In either case, the view that we ought to not think about error costs when we think about designing appropriate antitrust enforcement policy (especially in the monopolization context, but also in cartels and mergers) strikes me as one of the most provocative, interventionist, and mistaken statements on this issue that I’ve read.   Error cost analysis is now a mainstream part of antitrust analysis.  It is not a tool that belongs to the Chicago School, Post-Chicagoans, or anybody else.  To be sure, an important debate can be had on the empirical question of the relative frequency and magnitude of type 1 and type 2 errors and their social costs.   Sometimes this debate has taken an oversimplistic approach by merely counting cases.  But there has at least been debate over the relevant theoretical and empirical questions.  This debate should continue.  It is my hope that Varney’s statement was an off the cuff remark in a panel setting (though it doesn’t appear it was) and not a conceptual belief that will drive policy decisions at the Antitrust Division.

5 responses to DOJ AAG Designate Christine Varney on Section 2, Europe, Google & A Puzzling Statement About Error Costs


    It is puzzling. There is apparently some sweet spot between where we are now and where the EU is where we have active enforcement and don’t lose credibility but also are less active than the Europeans.
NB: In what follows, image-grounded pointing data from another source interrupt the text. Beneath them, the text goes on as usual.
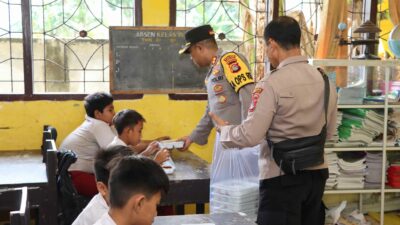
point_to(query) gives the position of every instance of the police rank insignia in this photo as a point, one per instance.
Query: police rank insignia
(236, 71)
(215, 72)
(254, 99)
(222, 99)
(218, 88)
(216, 79)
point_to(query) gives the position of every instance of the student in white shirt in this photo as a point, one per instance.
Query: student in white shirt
(129, 125)
(135, 189)
(93, 134)
(104, 162)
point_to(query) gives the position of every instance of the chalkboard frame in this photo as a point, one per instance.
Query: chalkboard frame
(145, 91)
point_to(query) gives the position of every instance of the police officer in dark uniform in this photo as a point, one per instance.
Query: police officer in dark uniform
(293, 111)
(229, 86)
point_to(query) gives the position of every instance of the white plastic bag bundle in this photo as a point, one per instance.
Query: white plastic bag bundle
(234, 180)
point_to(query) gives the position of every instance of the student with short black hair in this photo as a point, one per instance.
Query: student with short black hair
(135, 188)
(93, 134)
(98, 205)
(129, 125)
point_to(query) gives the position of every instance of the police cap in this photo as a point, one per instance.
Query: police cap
(196, 35)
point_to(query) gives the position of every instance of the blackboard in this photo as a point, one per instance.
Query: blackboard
(146, 60)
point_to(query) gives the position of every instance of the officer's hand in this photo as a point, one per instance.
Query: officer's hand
(187, 143)
(162, 138)
(220, 122)
(151, 149)
(161, 156)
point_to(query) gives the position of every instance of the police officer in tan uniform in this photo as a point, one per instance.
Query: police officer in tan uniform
(287, 105)
(229, 86)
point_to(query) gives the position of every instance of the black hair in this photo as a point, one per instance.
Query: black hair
(97, 101)
(107, 159)
(134, 175)
(285, 31)
(126, 118)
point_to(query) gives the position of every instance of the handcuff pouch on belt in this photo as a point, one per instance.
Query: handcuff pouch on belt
(297, 154)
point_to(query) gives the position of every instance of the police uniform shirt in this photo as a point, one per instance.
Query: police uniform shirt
(96, 208)
(287, 104)
(229, 86)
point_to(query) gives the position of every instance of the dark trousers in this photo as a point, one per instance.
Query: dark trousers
(293, 199)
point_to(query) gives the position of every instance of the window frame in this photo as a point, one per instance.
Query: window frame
(27, 47)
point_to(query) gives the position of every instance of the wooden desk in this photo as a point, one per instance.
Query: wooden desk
(190, 183)
(217, 219)
(25, 168)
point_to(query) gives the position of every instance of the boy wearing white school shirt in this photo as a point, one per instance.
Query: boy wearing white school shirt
(136, 185)
(129, 125)
(105, 160)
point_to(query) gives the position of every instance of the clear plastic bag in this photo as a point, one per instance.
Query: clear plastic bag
(234, 173)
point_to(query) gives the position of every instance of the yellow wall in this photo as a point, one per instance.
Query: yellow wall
(21, 122)
(155, 12)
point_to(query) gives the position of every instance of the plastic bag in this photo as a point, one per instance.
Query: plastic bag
(234, 176)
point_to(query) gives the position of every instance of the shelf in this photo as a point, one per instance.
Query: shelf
(346, 62)
(352, 149)
(352, 191)
(394, 106)
(392, 148)
(370, 106)
(389, 189)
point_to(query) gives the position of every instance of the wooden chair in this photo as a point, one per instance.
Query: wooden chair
(51, 171)
(21, 216)
(49, 132)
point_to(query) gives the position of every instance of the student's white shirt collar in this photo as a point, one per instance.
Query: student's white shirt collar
(118, 141)
(93, 120)
(105, 220)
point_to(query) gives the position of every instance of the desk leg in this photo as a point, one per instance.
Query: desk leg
(180, 209)
(199, 208)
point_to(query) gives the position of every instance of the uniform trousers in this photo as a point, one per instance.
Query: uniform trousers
(293, 199)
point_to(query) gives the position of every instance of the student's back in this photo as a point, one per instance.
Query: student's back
(94, 134)
(104, 163)
(86, 140)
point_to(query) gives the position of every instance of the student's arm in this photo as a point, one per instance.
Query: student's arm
(145, 143)
(104, 135)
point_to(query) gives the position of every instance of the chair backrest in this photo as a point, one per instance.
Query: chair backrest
(21, 216)
(49, 132)
(70, 202)
(51, 171)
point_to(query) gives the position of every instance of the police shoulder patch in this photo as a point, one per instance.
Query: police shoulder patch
(236, 71)
(254, 99)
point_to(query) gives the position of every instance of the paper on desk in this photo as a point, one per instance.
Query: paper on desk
(198, 224)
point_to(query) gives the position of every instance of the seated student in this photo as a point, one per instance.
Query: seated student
(93, 134)
(129, 125)
(135, 189)
(104, 162)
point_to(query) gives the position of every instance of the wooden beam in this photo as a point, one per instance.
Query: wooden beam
(27, 46)
(172, 13)
(138, 13)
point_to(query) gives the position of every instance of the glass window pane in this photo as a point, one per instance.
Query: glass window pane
(11, 54)
(71, 42)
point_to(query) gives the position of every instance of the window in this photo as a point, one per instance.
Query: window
(69, 44)
(11, 57)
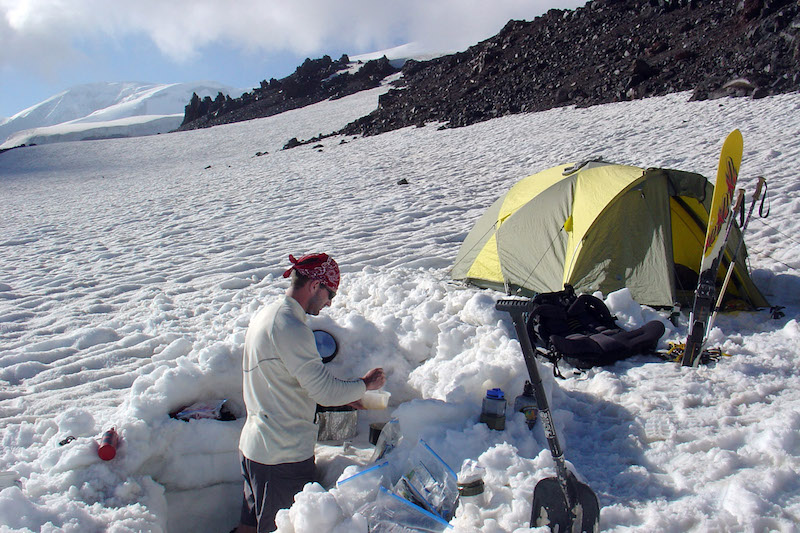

But I can’t come up with a model where that middle ground is optimal that is also consistent with belief that the cost of an erroneous enforcement action is zero.


    I’m curious about the third comment, re Article 82. On the one hand, she says that the EC is too extreme. On the other, she seems to be suggesting that if the US is not nearly as extreme then it’s going to lose credibility overseas. Surely there’s a third way — on that doesn’t suck.